Question: Are workers’ compensation statutes governed by federal law (which still rules marijuana use as illegal), and what does this mean to employers/employees?

Answer: The federal law (the Controlled Substances Act) does come into play regarding marijuana in the workplace, but more so in the employment law sense, rather than workers’ compensation.

Employers should be sure to consult with their employment attorneys when facing marijuana questions since there could be discrimination or Americans With Disability Act consequences to decisions made regarding marijuana in the workplace. If the federal government removes marijuana from Schedule 1 of the Controlled Substances Act, it may impact state workers’ compensation laws.

For example, in Florida, a recent case held that a workers’ compensation carrier doesn’t have to pay for a medical marijuana evaluation because marijuana is on Schedule 1 and, by definition, has no medicinal value. Thus, the court reasoned, marijuana could never be medically reasonable or necessary, therefore the evaluation is not necessary. If, however, marijuana comes off Schedule 1, an injured employee could or might argue that a carrier has to pay for the evaluation, medical marijuana card, and delivery device. Note – currently, the Florida Medical Marijuana law says marijuana “is not reimbursable” under workers’ compensation, so insurance carriers would not have to pay for the cannabis, but might have to pay for the evaluation, vape pen or rolling papers.

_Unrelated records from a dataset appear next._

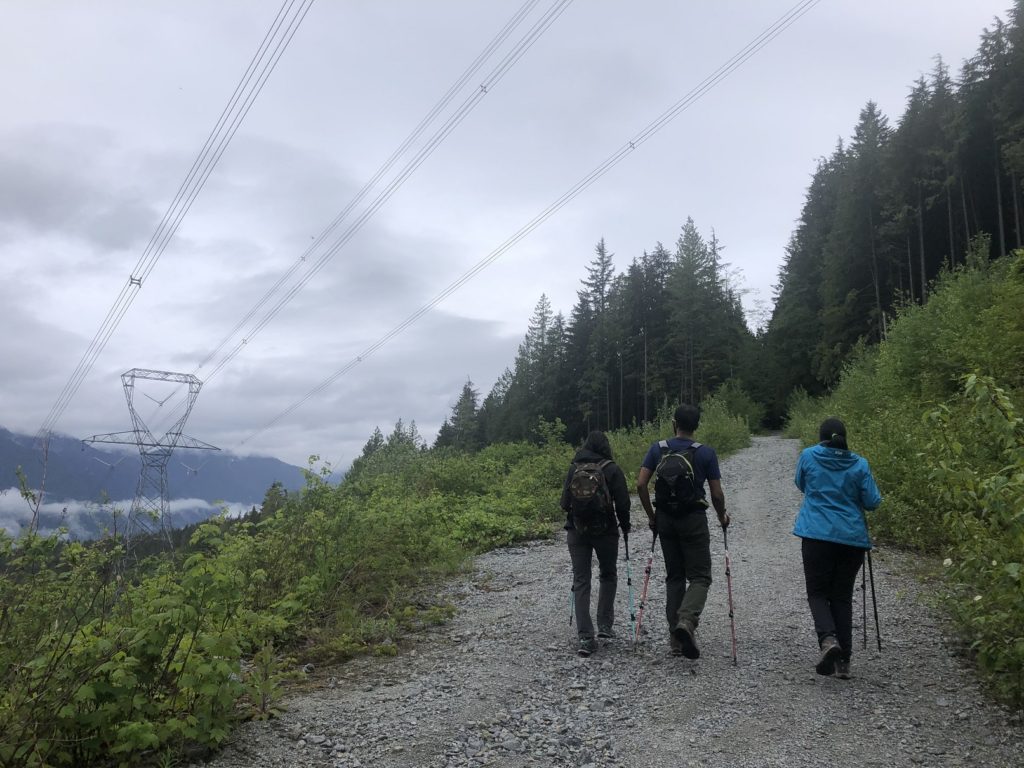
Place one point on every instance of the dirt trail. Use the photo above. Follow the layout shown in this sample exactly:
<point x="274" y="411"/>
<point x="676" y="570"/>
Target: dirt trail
<point x="501" y="686"/>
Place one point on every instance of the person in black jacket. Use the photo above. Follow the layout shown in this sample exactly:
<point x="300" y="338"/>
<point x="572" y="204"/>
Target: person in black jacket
<point x="595" y="539"/>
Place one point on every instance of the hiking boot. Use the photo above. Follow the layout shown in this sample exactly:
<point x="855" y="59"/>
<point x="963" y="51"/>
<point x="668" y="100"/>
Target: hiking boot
<point x="687" y="642"/>
<point x="587" y="646"/>
<point x="830" y="651"/>
<point x="675" y="647"/>
<point x="843" y="669"/>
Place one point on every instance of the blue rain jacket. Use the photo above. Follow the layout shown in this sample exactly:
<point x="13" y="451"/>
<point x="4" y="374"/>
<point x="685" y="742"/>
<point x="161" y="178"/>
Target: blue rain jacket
<point x="837" y="485"/>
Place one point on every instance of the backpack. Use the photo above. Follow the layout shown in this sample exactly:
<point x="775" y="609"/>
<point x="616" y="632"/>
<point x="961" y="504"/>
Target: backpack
<point x="590" y="500"/>
<point x="676" y="488"/>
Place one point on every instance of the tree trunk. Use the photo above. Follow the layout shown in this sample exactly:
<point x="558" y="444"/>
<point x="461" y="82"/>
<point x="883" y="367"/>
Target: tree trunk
<point x="998" y="208"/>
<point x="949" y="221"/>
<point x="921" y="243"/>
<point x="875" y="274"/>
<point x="909" y="265"/>
<point x="1017" y="209"/>
<point x="644" y="375"/>
<point x="967" y="221"/>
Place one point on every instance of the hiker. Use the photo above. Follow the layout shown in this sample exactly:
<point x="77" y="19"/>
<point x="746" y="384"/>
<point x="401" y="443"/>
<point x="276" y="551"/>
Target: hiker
<point x="838" y="485"/>
<point x="679" y="518"/>
<point x="595" y="499"/>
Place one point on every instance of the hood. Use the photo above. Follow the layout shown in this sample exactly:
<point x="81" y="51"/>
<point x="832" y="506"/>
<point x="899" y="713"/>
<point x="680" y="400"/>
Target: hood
<point x="584" y="455"/>
<point x="834" y="460"/>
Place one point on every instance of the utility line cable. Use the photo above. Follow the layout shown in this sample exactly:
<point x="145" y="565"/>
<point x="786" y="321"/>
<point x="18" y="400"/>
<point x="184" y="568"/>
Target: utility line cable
<point x="250" y="85"/>
<point x="463" y="111"/>
<point x="497" y="74"/>
<point x="510" y="26"/>
<point x="753" y="47"/>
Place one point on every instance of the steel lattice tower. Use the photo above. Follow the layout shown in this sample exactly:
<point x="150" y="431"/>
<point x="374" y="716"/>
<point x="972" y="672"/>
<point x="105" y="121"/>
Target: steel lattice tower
<point x="152" y="503"/>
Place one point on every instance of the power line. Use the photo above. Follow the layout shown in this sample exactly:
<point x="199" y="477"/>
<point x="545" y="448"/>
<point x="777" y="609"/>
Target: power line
<point x="260" y="68"/>
<point x="753" y="47"/>
<point x="539" y="28"/>
<point x="501" y="69"/>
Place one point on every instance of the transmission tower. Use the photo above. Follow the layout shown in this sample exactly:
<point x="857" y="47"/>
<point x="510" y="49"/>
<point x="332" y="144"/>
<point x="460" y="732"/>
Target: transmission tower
<point x="152" y="504"/>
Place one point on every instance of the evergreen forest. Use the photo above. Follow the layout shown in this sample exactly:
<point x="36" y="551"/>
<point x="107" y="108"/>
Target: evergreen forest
<point x="899" y="308"/>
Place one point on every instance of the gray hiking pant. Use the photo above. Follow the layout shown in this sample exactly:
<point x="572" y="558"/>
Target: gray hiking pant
<point x="686" y="546"/>
<point x="582" y="550"/>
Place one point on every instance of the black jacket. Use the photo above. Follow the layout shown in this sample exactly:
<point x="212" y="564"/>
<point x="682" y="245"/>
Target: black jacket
<point x="616" y="486"/>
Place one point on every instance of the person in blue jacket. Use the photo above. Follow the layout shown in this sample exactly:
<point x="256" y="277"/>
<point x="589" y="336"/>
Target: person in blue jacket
<point x="838" y="486"/>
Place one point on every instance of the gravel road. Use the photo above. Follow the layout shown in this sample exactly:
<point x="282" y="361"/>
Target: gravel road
<point x="500" y="685"/>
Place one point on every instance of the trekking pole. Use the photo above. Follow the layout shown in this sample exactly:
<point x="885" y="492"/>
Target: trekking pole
<point x="875" y="602"/>
<point x="728" y="582"/>
<point x="863" y="603"/>
<point x="629" y="585"/>
<point x="643" y="595"/>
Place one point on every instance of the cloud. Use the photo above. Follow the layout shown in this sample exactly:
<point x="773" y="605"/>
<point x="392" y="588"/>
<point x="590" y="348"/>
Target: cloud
<point x="73" y="180"/>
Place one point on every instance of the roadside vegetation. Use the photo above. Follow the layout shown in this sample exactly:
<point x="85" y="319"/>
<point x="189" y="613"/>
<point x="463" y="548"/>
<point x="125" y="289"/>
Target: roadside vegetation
<point x="938" y="410"/>
<point x="105" y="659"/>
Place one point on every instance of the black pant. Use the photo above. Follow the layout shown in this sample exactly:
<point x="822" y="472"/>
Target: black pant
<point x="582" y="551"/>
<point x="830" y="572"/>
<point x="686" y="546"/>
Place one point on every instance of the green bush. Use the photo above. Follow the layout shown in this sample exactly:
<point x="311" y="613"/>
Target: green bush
<point x="934" y="409"/>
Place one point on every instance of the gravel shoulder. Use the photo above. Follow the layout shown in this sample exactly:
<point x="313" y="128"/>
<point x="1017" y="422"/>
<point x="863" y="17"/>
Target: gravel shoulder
<point x="500" y="685"/>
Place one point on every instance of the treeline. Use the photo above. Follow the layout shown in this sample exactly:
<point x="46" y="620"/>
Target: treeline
<point x="887" y="211"/>
<point x="669" y="329"/>
<point x="938" y="410"/>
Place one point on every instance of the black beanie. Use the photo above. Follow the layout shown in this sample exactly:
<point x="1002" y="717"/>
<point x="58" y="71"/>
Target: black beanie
<point x="833" y="432"/>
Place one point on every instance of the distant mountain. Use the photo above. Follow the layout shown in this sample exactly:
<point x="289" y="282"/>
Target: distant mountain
<point x="79" y="472"/>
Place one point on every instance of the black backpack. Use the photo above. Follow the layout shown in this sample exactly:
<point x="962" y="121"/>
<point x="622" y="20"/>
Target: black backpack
<point x="676" y="488"/>
<point x="590" y="500"/>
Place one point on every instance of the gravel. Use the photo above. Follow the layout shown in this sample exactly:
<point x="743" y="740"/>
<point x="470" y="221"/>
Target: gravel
<point x="501" y="685"/>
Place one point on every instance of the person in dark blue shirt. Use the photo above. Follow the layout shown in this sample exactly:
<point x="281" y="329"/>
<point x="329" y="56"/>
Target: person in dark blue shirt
<point x="681" y="522"/>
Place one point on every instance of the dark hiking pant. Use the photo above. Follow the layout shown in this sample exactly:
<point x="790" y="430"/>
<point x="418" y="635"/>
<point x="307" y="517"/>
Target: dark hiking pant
<point x="582" y="550"/>
<point x="686" y="546"/>
<point x="830" y="572"/>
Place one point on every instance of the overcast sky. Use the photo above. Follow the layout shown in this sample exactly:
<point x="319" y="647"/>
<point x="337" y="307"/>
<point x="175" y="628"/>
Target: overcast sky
<point x="104" y="105"/>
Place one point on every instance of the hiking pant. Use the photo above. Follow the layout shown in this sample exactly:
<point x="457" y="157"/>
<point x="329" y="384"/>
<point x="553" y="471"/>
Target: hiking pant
<point x="830" y="572"/>
<point x="582" y="550"/>
<point x="686" y="546"/>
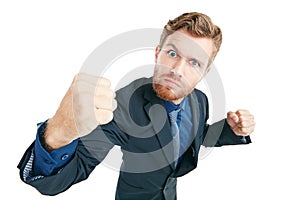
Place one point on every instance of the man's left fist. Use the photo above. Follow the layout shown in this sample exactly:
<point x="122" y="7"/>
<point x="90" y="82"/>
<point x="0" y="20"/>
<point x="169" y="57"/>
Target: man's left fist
<point x="241" y="122"/>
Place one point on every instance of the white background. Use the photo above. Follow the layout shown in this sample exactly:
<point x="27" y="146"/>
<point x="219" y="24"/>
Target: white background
<point x="43" y="44"/>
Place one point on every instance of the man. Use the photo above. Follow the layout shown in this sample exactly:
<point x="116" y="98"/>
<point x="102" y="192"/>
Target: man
<point x="159" y="123"/>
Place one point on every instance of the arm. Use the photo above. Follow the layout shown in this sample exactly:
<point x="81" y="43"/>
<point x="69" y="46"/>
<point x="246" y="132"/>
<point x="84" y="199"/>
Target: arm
<point x="88" y="103"/>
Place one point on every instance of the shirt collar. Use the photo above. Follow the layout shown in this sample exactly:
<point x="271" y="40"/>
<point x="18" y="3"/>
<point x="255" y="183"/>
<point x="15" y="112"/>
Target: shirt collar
<point x="170" y="106"/>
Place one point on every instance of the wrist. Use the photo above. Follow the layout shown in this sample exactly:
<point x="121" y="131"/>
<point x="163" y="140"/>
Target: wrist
<point x="57" y="135"/>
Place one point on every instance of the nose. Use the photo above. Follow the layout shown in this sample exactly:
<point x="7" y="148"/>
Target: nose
<point x="178" y="67"/>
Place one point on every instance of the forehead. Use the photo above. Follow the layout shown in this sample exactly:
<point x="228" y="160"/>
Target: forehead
<point x="190" y="46"/>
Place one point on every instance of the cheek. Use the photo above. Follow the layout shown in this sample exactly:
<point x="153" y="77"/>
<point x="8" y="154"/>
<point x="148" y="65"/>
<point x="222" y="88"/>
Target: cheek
<point x="192" y="78"/>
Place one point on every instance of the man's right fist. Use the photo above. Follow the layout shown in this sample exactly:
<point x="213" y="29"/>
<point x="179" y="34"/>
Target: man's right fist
<point x="89" y="102"/>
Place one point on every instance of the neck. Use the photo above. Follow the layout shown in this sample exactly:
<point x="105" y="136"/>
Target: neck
<point x="177" y="101"/>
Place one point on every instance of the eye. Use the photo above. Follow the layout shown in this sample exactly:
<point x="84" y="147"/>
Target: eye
<point x="172" y="53"/>
<point x="194" y="63"/>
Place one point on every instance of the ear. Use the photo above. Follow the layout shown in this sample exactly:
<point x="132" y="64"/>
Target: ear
<point x="207" y="70"/>
<point x="157" y="50"/>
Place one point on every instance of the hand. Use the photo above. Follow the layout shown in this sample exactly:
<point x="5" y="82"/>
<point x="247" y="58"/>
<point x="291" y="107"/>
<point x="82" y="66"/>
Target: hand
<point x="89" y="102"/>
<point x="241" y="122"/>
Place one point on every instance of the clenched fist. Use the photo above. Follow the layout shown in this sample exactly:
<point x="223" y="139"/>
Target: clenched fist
<point x="241" y="122"/>
<point x="89" y="102"/>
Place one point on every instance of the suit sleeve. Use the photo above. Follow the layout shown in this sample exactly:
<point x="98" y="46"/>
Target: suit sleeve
<point x="219" y="133"/>
<point x="90" y="151"/>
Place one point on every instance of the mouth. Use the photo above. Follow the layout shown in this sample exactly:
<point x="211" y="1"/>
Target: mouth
<point x="171" y="83"/>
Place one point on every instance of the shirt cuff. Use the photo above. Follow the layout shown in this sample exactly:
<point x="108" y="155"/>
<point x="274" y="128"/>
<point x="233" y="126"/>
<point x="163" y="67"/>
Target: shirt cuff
<point x="48" y="163"/>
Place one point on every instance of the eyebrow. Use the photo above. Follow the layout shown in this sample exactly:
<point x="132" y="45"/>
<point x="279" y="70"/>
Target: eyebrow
<point x="176" y="49"/>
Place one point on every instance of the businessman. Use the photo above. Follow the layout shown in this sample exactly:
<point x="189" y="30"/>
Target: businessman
<point x="159" y="122"/>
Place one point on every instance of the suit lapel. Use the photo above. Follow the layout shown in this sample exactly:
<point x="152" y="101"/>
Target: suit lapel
<point x="160" y="123"/>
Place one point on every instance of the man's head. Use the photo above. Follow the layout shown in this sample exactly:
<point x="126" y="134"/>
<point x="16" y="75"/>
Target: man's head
<point x="188" y="46"/>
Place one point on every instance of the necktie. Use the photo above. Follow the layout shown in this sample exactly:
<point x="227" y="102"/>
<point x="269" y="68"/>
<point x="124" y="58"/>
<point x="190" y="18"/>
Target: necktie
<point x="175" y="134"/>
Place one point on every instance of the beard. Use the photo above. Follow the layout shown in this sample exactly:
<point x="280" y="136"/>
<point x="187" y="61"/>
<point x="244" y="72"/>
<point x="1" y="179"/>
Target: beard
<point x="170" y="92"/>
<point x="164" y="93"/>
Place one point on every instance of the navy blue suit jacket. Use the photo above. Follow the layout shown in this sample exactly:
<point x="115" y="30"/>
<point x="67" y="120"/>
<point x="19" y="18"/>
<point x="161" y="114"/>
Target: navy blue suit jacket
<point x="142" y="129"/>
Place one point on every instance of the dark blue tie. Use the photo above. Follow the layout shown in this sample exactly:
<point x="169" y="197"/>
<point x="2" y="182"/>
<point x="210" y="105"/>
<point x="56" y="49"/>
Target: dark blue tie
<point x="175" y="134"/>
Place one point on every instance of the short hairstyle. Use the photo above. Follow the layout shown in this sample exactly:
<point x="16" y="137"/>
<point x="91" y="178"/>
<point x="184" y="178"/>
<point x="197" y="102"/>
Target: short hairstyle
<point x="196" y="24"/>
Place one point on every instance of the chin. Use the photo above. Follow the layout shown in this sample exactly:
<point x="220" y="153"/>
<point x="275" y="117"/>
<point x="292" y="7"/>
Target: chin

Question: What other issues are employers seeing due to the increased use of marijuana?

Answer: The biggest problem Florida employers face relates to the labor shortage coupled with the increase in marijuana use. Some employers are having a very difficult time finding employees who test negative for marijuana on applicant testing (Florida Drug-Free Workplace requirements include mandatory applicant testing). Employers have asked about removing marijuana from their testing panel. Many insurers (something, not “we”) discourage that, as it creates limitations in determining compensability after a positive post-accident test. As an alternative to not testing for marijuana, some carriers have taken the position that employers can hire applicants who test positive without affecting DFWP status. However, it’s good practice for employers to document that the applicant acknowledges that intoxication on the jobsite is not condoned, that there is no acquiescence to working while under the influence, and that benefits can be denied if there is a positive post-accident test.

A related issue is that employers are reporting very long delays in receiving the results of applicant testing due to the amount of COVID testing that labs are doing. Some employers have lost promising applicants to other employers while waiting on making a final hiring decision until the test results come back. Again, employers should consult with their HR professionals and/or employment attorneys regarding these hiring issues.

The information contained in this article is not to be construed as legal advice and is not meant to be a substitute for legal advice. Zenith Insurance Company (“Zenith”) makes no representations or warranties, express or implied, guarantees or conditions of compliance with applicable laws or regulations and such compliance is ultimately the responsibility of the employer.  The information presented is not applicable in all jurisdictions of the U.S.  The jurisdiction you are in, changes in the law or regulations, or the specific facts of an individual case may result in different interpretations of the law or process than those presented here.